Demand for smaller passive components strong on mobile device growth
One of the most common approaches to achieving more compact, efficient power electronics has been to target passive components. Shrinking power converters often means increasing the switching frequency to allow smaller energy storage elements. While it is true that inductors, a kind of passive component commonly used in power electronics, do get smaller as switching frequencies increase, you eventually hit a wall due to the components' magnetic properties and thermal management issues. Not to mention the fact that integrating efficient magnetic materials and coils in the Ampere range on chips is difficult—if not impossible—using today's fabrication processes. CEA-Leti has been driving advances in piezoelectric materials that could help solve this problem.
Moving from magnetic to mechanical energy storage not a straightforward swap
In addition to improved quality and coupling factors, piezoelectric materials eliminate the need for winding and core assembly, which means a more streamlined manufacturing process. Plus, their planar profile makes them ideal for low-profile applications in mobile devices. CEA-Leti and SATIE, a Université Paris Est Créteil-CNRS lab headed by Dr. François Costa, have been working together for the past several years on piezoelectric resonators (PRs) for energy storage, looking at ways to solve the new challenges created by using these tiny mechanical systems instead of conventional magnetic inductors in power converters. CEA-Leti's research with SATIE has led to the development of new topologies that fully exploit the potential of PRs for power conversion use cases.
« Looking for size reduction of power converters I found the idea to use piezoelectric material has an energy storage to replace inductors using specific adiabatic control cycles. This patented solution could revolutionize power electronics for many applications. The collaboration with SATIE was then a natural choice due to their past knowledge in piezo transformers » said Ghislain DESPESSE, research director from CEA-Leti.

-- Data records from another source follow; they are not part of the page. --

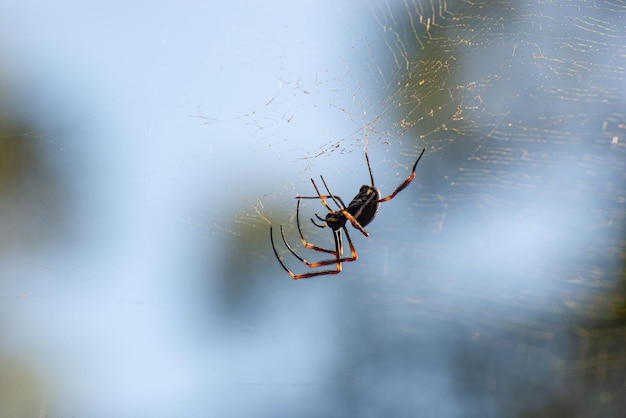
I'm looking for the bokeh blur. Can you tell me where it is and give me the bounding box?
[0,0,626,418]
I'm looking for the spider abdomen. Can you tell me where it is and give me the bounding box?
[346,185,380,226]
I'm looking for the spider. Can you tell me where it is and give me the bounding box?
[270,148,426,280]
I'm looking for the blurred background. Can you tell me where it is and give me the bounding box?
[0,0,626,418]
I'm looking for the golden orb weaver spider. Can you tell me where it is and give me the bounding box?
[270,148,426,280]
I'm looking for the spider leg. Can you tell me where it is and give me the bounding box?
[294,200,341,255]
[270,225,358,280]
[311,176,346,212]
[376,148,426,203]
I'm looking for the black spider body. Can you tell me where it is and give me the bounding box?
[270,149,426,280]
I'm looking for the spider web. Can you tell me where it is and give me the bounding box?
[240,1,626,416]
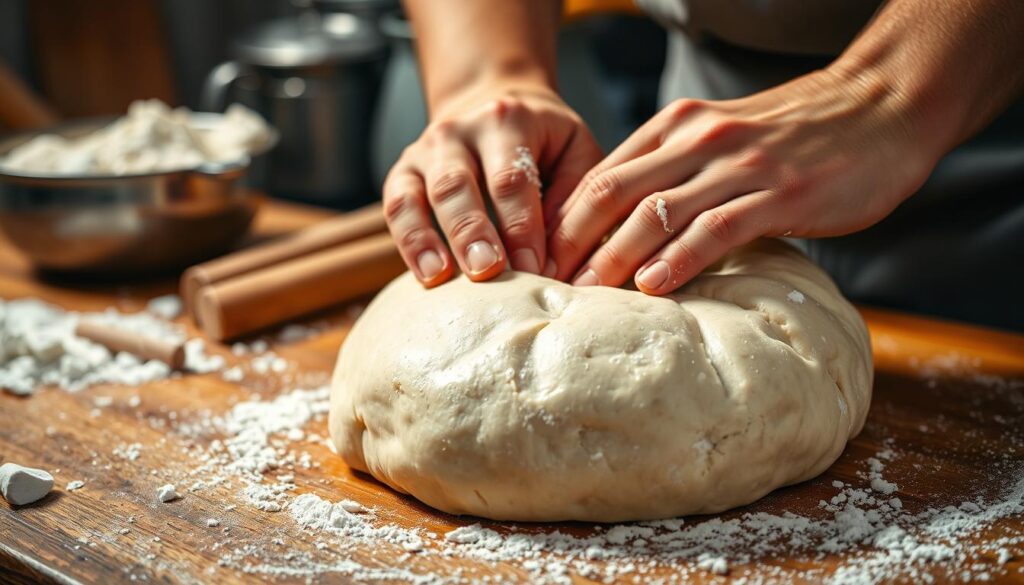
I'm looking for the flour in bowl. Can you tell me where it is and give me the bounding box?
[0,99,269,175]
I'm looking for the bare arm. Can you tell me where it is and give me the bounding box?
[548,0,1024,294]
[404,0,561,116]
[831,0,1024,155]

“Our lab has been working on piezo transformers for a long time, but this original research on piezo resonators is new for us. It is particularly gratifying for me to have moved from simple observer, sitting on PhD dissertation juries at CEA-Leti, to a full-fledged partner in this exciting research," said Costa.
Innovative topologies for two novel piezo-enabled power converters
Most recently, our research produced three new converter types, one for step-down voltage DC/DC conversion, one for isolated DC/DC conversion, and one for very-high-frequency DC/AC conversion. Notably, the step-down voltage converter, which uses PZT (lead zirconate titanate, a common piezoelectric material), exhibited a power density increase as the operating frequency rose, achieving up to 100 W at 1 MHz. The very-high-frequency converter, which uses a φ2 VHF topology, was combined with a specific LNO (lithium niobate) resonator and ZVS (zero voltage switching) regulation loop. The device allowed us to demonstrate the piezoelectric material's operation at 20.6 MHz. Driving is another challenge that must still be addressed. We also modelled and generalized the piezoelectric conversion principle to step-up conversion, step-down conversion, and high/low conversion ratios, something that is vital to the development of generic control loops for high-frequency operation. Comparing the piezoelectric material to an inductor operating at the same power level revealed a substantial volume gain of more than sevenfold, underlining the transformative potential of an innovation born from a particularly fruitful partnership with an academic research lab.
Costa said, “CEA-Leti has manpower and R&D equipment that goes beyond what most university labs have access to, with resources you know will be around for a long time. I am proud of the world-first we achieved together."